Despite the ongoing problem of online harassment, most of us go online these days with the reasonable expectation that we can look at baby pictures on Facebook without being surprised by a gruesome photo of a beheading, or search for music videos on YouTube without running into a videotaped rape or animal abuse. It would be nice if this were all because everyone online was behaving themselves, but as Adrian Chen found in a recent piece for Wired, there is an army of laborers who spend their days cleaning up the Internet so the rest of us can use it in relative peace.
"As social media connects more people more intimately than ever before, companies have been confronted with the Grandma Problem," Chen writes. "Now that grandparents routinely use services like Facebook to connect with their kids and grandkids, they are potentially exposed to the Internet’s panoply of jerks, racists, creeps, criminals, and bullies." The solution is to hire workers to spend all day combing over sites that depend on user-generated content to take that stuff down.

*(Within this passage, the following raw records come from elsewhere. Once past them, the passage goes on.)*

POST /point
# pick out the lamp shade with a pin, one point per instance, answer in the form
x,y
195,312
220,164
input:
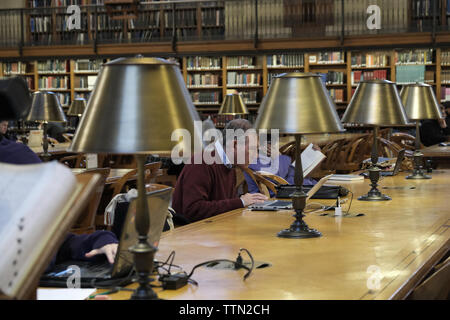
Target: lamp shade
x,y
233,105
420,102
298,103
45,107
136,105
77,107
377,103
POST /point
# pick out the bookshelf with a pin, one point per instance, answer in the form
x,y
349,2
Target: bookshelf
x,y
209,78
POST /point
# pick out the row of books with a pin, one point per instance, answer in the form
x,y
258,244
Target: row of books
x,y
241,62
202,80
445,58
206,97
203,63
213,17
445,77
243,79
41,24
327,58
418,56
64,98
250,96
378,59
54,82
358,76
17,68
445,93
285,60
410,74
85,82
337,95
333,77
91,65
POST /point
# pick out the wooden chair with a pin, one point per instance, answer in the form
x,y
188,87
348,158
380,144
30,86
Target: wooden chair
x,y
151,171
74,161
404,140
86,222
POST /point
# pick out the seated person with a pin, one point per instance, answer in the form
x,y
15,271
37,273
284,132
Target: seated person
x,y
205,190
285,169
435,131
16,153
87,247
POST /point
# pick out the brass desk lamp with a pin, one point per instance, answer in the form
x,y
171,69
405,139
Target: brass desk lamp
x,y
375,103
134,109
420,103
45,108
298,103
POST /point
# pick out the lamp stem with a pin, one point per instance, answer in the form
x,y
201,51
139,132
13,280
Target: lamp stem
x,y
143,251
374,173
46,156
299,229
418,172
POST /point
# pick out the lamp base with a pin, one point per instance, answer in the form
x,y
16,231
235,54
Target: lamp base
x,y
299,234
418,175
374,196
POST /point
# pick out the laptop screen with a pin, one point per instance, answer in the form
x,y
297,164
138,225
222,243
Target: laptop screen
x,y
158,204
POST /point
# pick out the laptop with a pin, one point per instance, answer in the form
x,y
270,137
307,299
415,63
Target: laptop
x,y
158,203
397,166
274,205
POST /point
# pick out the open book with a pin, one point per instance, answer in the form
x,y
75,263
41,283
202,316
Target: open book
x,y
38,204
310,159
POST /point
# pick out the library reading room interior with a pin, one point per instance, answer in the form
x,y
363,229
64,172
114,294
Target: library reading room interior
x,y
225,149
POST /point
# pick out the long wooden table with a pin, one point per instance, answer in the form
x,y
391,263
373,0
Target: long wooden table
x,y
439,155
381,255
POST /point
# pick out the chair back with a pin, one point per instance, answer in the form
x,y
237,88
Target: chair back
x,y
86,222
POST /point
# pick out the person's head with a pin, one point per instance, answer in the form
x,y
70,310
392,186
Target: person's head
x,y
445,107
240,142
3,127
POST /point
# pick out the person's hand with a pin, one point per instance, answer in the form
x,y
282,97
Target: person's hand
x,y
109,250
252,198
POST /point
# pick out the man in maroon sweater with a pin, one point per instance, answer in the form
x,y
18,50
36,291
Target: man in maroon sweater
x,y
205,190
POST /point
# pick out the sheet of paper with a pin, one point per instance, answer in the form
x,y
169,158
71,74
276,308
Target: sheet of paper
x,y
31,197
64,294
310,159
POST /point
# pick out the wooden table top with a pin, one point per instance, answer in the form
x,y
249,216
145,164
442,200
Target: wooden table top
x,y
58,148
114,174
436,151
402,239
320,139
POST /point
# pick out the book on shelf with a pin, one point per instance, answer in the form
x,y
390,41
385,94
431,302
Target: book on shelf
x,y
33,224
337,57
406,74
370,60
285,60
203,63
53,66
243,79
445,93
54,82
241,62
88,65
206,97
416,56
358,76
202,80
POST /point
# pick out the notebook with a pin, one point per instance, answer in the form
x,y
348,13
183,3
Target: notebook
x,y
397,166
274,205
158,203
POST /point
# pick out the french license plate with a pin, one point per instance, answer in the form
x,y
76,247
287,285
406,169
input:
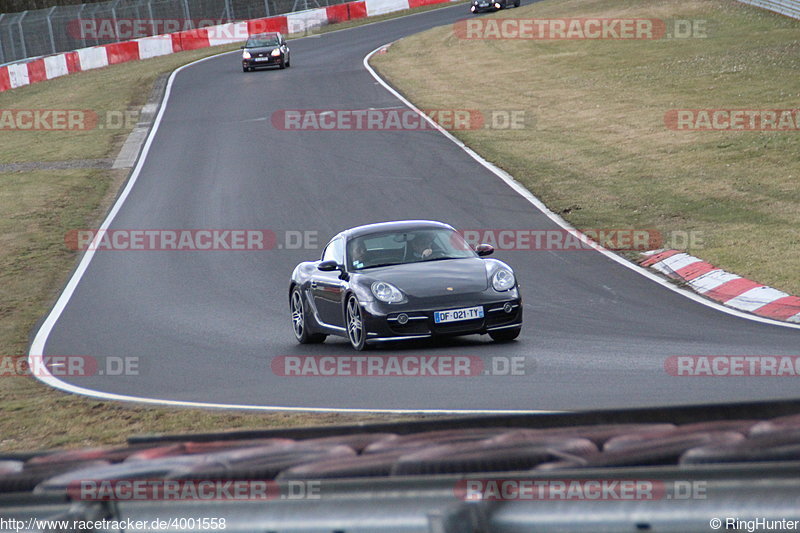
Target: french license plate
x,y
454,315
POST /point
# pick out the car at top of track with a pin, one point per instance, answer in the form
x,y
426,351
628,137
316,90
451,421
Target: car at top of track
x,y
265,50
400,280
476,6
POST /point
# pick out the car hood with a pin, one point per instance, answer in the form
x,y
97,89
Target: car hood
x,y
261,49
433,278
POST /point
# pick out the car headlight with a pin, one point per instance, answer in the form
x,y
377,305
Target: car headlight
x,y
503,280
386,292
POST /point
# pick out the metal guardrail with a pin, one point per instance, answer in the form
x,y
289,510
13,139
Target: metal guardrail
x,y
790,8
59,29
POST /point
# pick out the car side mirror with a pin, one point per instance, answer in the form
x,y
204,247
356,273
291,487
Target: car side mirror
x,y
328,266
484,249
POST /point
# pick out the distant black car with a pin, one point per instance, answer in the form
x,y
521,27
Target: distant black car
x,y
265,50
491,5
401,280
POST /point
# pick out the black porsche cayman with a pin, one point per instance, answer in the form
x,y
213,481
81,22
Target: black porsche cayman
x,y
401,280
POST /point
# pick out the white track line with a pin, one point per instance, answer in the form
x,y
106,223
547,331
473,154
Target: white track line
x,y
525,193
37,347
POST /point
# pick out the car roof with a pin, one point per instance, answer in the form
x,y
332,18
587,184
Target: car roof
x,y
264,35
397,225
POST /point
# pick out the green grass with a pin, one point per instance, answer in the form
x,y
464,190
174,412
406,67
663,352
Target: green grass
x,y
596,147
38,208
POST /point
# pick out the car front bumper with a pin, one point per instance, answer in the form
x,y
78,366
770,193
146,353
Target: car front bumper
x,y
269,61
385,321
475,8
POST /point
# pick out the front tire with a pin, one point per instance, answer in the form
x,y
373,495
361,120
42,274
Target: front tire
x,y
505,335
299,323
354,319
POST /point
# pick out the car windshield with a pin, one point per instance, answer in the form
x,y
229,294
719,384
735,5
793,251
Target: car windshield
x,y
399,247
262,41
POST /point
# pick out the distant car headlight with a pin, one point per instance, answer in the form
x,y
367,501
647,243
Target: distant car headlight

The army of comment moderators is huge, "well over 100,000," Hemanshu Nigam, the head of online security firm SSP Blue, told Chen. Most of them work overseas, though many American companies do have squads in the United States to handle stuff that needs a little more cultural context. Chen visited offices in the Philippines, where people are paid a few hundred bucks a month to sift through the garbage people post online.

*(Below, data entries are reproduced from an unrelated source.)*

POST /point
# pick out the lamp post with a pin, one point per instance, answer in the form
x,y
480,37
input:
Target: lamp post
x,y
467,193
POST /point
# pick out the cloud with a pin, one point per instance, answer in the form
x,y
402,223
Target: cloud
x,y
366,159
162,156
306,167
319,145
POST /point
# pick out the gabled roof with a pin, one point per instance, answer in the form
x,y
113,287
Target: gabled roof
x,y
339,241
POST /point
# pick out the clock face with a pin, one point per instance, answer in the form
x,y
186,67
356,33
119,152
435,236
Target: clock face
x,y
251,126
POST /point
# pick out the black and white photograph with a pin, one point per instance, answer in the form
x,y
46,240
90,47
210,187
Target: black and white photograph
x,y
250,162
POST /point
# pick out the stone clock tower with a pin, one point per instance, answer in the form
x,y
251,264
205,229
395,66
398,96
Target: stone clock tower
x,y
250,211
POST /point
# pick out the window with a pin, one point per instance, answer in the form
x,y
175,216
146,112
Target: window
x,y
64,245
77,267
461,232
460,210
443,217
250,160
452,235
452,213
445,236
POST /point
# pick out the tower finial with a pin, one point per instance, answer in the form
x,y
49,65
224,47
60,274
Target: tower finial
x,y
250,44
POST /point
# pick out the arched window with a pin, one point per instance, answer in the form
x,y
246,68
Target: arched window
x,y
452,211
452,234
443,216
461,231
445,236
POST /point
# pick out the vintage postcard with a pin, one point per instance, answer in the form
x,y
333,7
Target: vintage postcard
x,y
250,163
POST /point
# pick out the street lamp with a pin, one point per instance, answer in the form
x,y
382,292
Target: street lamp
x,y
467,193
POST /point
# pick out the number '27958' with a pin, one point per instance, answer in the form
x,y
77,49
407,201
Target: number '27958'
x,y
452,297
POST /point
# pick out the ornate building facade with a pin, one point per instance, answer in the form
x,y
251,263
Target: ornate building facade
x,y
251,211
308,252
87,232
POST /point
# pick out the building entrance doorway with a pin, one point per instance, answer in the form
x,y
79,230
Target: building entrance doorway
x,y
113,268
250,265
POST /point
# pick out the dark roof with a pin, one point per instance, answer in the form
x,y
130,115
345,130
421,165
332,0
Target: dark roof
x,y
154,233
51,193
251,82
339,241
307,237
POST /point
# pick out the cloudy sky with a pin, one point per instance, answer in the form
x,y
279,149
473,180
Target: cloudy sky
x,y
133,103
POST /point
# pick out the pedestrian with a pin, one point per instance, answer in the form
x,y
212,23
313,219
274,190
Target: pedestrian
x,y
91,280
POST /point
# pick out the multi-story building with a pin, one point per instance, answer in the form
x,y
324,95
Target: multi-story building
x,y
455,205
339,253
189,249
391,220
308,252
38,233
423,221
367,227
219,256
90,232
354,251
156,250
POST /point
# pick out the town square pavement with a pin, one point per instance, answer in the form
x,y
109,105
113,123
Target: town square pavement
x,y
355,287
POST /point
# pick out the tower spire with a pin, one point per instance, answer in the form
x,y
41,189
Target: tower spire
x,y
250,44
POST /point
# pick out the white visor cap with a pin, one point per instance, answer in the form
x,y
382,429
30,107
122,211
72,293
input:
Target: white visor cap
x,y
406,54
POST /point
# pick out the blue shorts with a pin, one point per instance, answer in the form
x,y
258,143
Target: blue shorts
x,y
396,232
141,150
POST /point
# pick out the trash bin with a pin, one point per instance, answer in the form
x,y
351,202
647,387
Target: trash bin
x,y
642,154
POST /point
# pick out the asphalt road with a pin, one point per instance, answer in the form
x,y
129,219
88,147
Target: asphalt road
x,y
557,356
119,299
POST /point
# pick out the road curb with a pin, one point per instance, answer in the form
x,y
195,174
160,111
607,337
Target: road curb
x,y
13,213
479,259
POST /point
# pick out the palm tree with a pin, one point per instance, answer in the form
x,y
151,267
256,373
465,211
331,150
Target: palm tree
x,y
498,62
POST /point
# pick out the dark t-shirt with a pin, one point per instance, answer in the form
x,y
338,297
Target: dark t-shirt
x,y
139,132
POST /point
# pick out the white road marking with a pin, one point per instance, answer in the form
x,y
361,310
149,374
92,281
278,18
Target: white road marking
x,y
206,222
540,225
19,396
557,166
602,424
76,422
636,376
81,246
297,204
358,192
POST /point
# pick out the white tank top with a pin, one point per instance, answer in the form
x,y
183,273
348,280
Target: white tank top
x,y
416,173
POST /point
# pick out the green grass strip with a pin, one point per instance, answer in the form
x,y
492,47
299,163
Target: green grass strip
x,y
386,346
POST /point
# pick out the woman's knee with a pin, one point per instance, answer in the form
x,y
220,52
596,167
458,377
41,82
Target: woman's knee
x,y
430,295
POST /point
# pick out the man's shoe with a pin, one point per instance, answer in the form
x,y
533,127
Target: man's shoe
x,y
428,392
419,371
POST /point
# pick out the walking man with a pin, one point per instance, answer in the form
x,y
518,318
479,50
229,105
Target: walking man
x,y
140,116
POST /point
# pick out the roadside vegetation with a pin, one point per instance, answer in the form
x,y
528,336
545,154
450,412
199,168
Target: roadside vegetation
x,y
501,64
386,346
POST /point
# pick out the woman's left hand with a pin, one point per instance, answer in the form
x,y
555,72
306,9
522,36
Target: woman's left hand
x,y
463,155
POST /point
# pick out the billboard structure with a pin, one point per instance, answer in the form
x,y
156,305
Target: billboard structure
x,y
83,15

Sitting at a computer all day seems, at least, to be a better deal than working in a factory for similar pay, but as Chen discovered, the psychological toll of this work is immense. A lot of the job involves taking down pornography, of course, but a lot of it is taking down hateful, sadistic, and terrifying stuff. (There's also a lot of overlap.) "The worst was the gore: brutal street fights, animal torture, suicide bombings, decapitations, and horrific traffic accidents," Chen writes, regarding one American who took the job thinking it would be easy but had to quit because it began to get to him. Most people just aren't capable of looking at torture, rape, and animal abuse all day and shrugging it off. A psychologist who works in the Philippines likened the problems the moderators had to PTSD. One woman in particular is "especially haunted" by a video she took down, about half an hour long, that appeared to be of a man raping a teenage girl who she described as "blindfolded, handcuffed, screaming and crying." Seeing that just once would be hard to get over, but having to deal with that stuff daily seems impossible to fathom.
Back in the 1990s, the rise of the Internet created a porn panic, as parents and politicians worried that the new technology would make it all too easy for kids to naked people having sex. The Communications Decency Act, which strictly regulated the distribution of "indecent" materials online, was passed in 1996 in response to this fear. The law was a drastic overreach and much of it was soon overturned in courts.
Since then, the worst fears about porn have come to pass, and anyone can see hardcore porn any time of day from anywhere. But it turns out that ubiquitous porn was the least of our problems. Far more upsetting is the way that the Internet allows people to share "the infinite variety of human depravity," as Chen puts it. The gore, the sexual abuse, the animal torture, the hate speech, the harassment? It all makes watching a video of a consensual sex encounter seem downright wholesome.
Of course, even the consensual porn gets to the moderators after awhile, because workers "feel desensitized" watching porn all day and some suffer sexual dysfunction. But, for good and bad, they still aren’t desensitized to the rest of it. "They begin to suspect the worst of people they meet in real life, wondering what secrets their hard drives might hold," Chen writes of the moderators. Some women are so afraid that they refuse to hire babysitters anymore.
Chen brings us inside a world, and introduces us to a job, that most of us didn’t know existed. He does not, however, offer any solutions, probably because the problem is massive and defies easy fixes. One thing is certain: Setting aside a group of people to absorb all the psychological impact for the rest of us is not good enough. The Internet has been mainstream for a couple of decades now. It's time to stop treating it like it's a fantasy landscape, accept that it's an extension of real life, and start imposing some of the controls on the web we use in real life, such as tying a person’s online behavior to his or her real identity and having law enforcement intercede when things get out of hand. If we can't bear to do that just yet, then at least let’s pay the people who are tasked with cleaning the place up for the rest of us a lot more money.